けれども、「血」という言葉が出てこなければ全く役に立たない。意味のないことです。血を注ぎ出すことがなければ罪の赦しはない。
イエス様が十字架で血を流された時に、主なる神はその御心を満足されました。「私は血を見るならば災いをくださずに、通り過ぎる。」、意味は、「私は私の子、イエス・キリストの血を見ると満足する。」と、父は言われました。これこそが、私達が知らなければならない永遠に変わらない事実です。

私達はイエス様を信じて救われる前に、我々の良心は曇って死んだようなものでした。けれども今、イエス様を信じる者として、不従順なときそれは私達の良心に敏感に響いてきます。
そのような時、私達は自分ばかりを見つめイエス様の血の価値を忘れてしまい、がっかりしてしまいます。私達の罪は、イエス様の血潮より大きいかのように考えてしまいます。

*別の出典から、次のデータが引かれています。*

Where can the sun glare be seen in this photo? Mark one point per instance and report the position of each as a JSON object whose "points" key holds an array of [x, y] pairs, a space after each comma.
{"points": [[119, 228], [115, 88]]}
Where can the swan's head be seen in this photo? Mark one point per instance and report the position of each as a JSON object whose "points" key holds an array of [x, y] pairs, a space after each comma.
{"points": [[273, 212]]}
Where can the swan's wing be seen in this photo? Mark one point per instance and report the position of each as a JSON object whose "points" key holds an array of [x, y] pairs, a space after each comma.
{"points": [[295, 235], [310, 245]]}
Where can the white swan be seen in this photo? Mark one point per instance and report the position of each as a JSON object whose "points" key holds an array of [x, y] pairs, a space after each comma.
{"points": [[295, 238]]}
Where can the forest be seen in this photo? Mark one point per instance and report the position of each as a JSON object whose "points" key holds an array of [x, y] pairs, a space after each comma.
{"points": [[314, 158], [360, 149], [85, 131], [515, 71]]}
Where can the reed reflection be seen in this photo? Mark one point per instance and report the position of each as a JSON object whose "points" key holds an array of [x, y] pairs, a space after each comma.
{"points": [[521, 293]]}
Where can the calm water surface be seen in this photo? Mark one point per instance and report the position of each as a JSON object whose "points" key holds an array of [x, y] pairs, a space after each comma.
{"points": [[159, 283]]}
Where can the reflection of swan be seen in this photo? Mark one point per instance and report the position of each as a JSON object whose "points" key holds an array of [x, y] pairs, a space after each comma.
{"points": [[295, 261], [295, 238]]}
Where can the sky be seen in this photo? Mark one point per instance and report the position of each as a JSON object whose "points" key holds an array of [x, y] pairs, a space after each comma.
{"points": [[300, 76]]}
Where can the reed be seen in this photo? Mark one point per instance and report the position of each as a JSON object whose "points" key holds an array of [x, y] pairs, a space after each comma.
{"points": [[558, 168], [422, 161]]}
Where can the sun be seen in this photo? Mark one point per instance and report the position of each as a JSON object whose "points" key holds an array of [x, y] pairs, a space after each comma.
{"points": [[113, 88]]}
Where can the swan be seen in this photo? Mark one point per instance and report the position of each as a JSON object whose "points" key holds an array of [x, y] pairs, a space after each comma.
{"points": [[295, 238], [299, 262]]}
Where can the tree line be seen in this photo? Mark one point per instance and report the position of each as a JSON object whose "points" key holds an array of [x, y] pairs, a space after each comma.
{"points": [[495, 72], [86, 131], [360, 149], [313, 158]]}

私達はどうしてそんなことになってしまうのでしょうか。私達は何かこの身に感じたいのです。そしてその感じ方によって、イエス様の血潮の価値を判断したいのではないでしょうか。いうまでもなくそれはたいへんな誤りです。
血潮はまず父なる神のために流されました。イエス様の血が、父なる神にとってどんなに全き価値を持っているかを知る必要があります。私達の感じることは大切なのではない。主の御言葉を信じることこそが大切です。
わかったからではない。書かれているからです。私達はイエス様の血潮の価値を知らなければならない。なぜならペテロは書いたのです。

ペテロの手紙第I、1:18-19
18ご承知のように、あなたがたが先祖から伝わったむなしい生き方から贖い出されたのは、銀や金のような朽ちる物にはよらず、
19傷もなく汚れもない小羊のようなキリストの、尊い血によったのです。

主なる神が、御子イエス様の血が人間の罪を取り除くのに十分である、そう言っておられるから、私達は聖なる神と人間を隔てる壁が全く取り除かれていることを信じることができるのです。
主なる神は聖であり義であられます。その主なる神が、血潮はすべての罪を覆うために十分であると言っておられます。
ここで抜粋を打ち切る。